?令和3年8月2日(月)週末コラム17
■失敗やミス=いけないこと ではないと大人が認識しよう
「できなかったことができるようになる」というのは勉強でもスポーツでも大事なことです。「チャレンジが大切だ」と聞いて反論する大人は少ないでしょう。それなのに、現実には学校でも家でも、自分から何かに積極的にチャレンジする子どもは少数派のようです。スポーツの現場でも「失敗したくないからイヤ」という子や、やる前から「どうすればいいですか」と正解を欲しがる子も増えているという声を聞きます。
本来は好奇心旺盛なはずの子どもたちが、チャレンジすることをためらってしまう理由の1つには、「失敗したらどうしよう」という不安があります。
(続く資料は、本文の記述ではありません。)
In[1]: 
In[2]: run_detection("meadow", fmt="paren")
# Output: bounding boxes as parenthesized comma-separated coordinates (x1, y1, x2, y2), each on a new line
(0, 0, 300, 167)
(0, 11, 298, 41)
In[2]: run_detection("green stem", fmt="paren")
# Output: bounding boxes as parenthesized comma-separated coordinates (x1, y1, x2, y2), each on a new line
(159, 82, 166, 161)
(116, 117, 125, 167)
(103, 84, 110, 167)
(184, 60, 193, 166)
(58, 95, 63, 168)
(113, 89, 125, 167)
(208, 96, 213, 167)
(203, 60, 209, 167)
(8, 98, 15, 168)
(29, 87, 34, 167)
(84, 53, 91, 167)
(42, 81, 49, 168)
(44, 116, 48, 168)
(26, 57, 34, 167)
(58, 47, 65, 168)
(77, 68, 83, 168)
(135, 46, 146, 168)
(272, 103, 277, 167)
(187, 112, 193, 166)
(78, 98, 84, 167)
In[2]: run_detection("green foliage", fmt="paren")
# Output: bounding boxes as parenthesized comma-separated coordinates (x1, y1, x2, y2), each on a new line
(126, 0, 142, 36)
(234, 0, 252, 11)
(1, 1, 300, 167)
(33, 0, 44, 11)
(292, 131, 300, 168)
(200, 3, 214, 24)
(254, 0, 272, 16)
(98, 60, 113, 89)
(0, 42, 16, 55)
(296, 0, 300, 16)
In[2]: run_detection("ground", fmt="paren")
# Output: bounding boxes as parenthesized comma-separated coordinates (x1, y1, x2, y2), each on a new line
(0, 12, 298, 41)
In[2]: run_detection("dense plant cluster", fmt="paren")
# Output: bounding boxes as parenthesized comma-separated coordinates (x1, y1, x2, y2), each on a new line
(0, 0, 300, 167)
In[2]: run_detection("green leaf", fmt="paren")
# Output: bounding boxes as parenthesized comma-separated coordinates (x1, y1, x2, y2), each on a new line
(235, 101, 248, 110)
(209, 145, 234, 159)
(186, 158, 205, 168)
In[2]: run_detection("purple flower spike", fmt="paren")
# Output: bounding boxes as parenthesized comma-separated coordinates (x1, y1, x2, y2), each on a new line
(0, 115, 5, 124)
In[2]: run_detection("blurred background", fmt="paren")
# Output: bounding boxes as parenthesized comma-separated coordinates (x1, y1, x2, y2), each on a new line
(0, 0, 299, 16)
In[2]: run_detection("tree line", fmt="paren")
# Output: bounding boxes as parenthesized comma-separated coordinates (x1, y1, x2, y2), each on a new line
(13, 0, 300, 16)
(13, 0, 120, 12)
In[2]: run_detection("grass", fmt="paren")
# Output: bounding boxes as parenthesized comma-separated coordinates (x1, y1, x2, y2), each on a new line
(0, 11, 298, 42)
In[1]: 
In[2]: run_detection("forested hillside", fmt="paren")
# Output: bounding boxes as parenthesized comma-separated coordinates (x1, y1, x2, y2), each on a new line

周囲の大人たちが子どもの失敗を過剰に恐れ、先回りして失敗しそうな原因を取り除いてしまうことで、かえって不安が増幅し「失敗したくない」「ミスをしたらどうしよう」という気持ちが強くなり、それがチャレンジを妨げてしまうのです。大人たちが子どものチャレンジ精神をスポイルしてしまっているのです。親御さんの中には「わが子が失敗する姿を見ていられない」というかたもいるでしょう。
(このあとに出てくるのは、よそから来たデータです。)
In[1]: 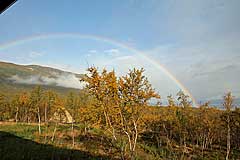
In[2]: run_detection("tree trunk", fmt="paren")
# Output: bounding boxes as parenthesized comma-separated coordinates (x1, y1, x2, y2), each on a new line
(84, 122, 87, 135)
(27, 110, 30, 123)
(124, 130, 132, 154)
(72, 120, 75, 147)
(37, 107, 41, 135)
(44, 106, 48, 143)
(44, 123, 48, 144)
(44, 105, 47, 123)
(132, 121, 138, 155)
(127, 121, 138, 160)
(103, 106, 109, 127)
(15, 106, 19, 123)
(52, 122, 58, 142)
(226, 116, 231, 160)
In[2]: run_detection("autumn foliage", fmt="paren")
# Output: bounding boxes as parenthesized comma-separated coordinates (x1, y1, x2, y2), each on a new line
(0, 67, 239, 159)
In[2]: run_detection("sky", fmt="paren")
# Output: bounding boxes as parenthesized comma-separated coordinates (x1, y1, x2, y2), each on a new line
(0, 0, 240, 103)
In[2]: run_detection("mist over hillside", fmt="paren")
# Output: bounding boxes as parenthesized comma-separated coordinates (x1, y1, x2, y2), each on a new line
(0, 61, 84, 95)
(8, 73, 84, 89)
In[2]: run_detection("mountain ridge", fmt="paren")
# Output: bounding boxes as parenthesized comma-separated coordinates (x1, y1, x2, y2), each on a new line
(0, 61, 84, 95)
(0, 61, 83, 78)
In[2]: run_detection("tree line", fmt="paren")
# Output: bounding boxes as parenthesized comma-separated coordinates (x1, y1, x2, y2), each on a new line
(0, 67, 239, 159)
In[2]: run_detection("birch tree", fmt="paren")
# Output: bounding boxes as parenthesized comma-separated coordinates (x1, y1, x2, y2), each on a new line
(223, 92, 234, 160)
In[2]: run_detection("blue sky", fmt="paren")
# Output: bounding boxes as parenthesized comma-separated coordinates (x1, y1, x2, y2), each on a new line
(0, 0, 240, 103)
昨今の少子化も影響し「子育てに失敗したくない」という意識が強くなっていたり、「一度正規ルートを外れると戻れない」という印象の強い現代の日本社会への不安を抱えていたりすることで、親自身が子どもの失敗を過剰に恐れ、子どもがつまずきそうな要因を先回りして取り除きたくなるのも理解できます。
しかし、失敗やミスを「いけないこと」と捉えているうちは、子どもたちが思い切ってチャレンジできる環境を整えているとはいえません。親が先回りしてつまずきそうな要因を取り除いた道を歩んできた子は、大きな失敗や痛い思いをしてこなかったため、社会に出てから経験した失敗の痛みに耐えられず心が折れることも……
日常生活やスポーツの中で小さな失敗を繰り返すことで、失敗から立ち直る練習をするのもよいでしょう。子ども自身、本当に困ったときにはじめて気がつくこともあるのです。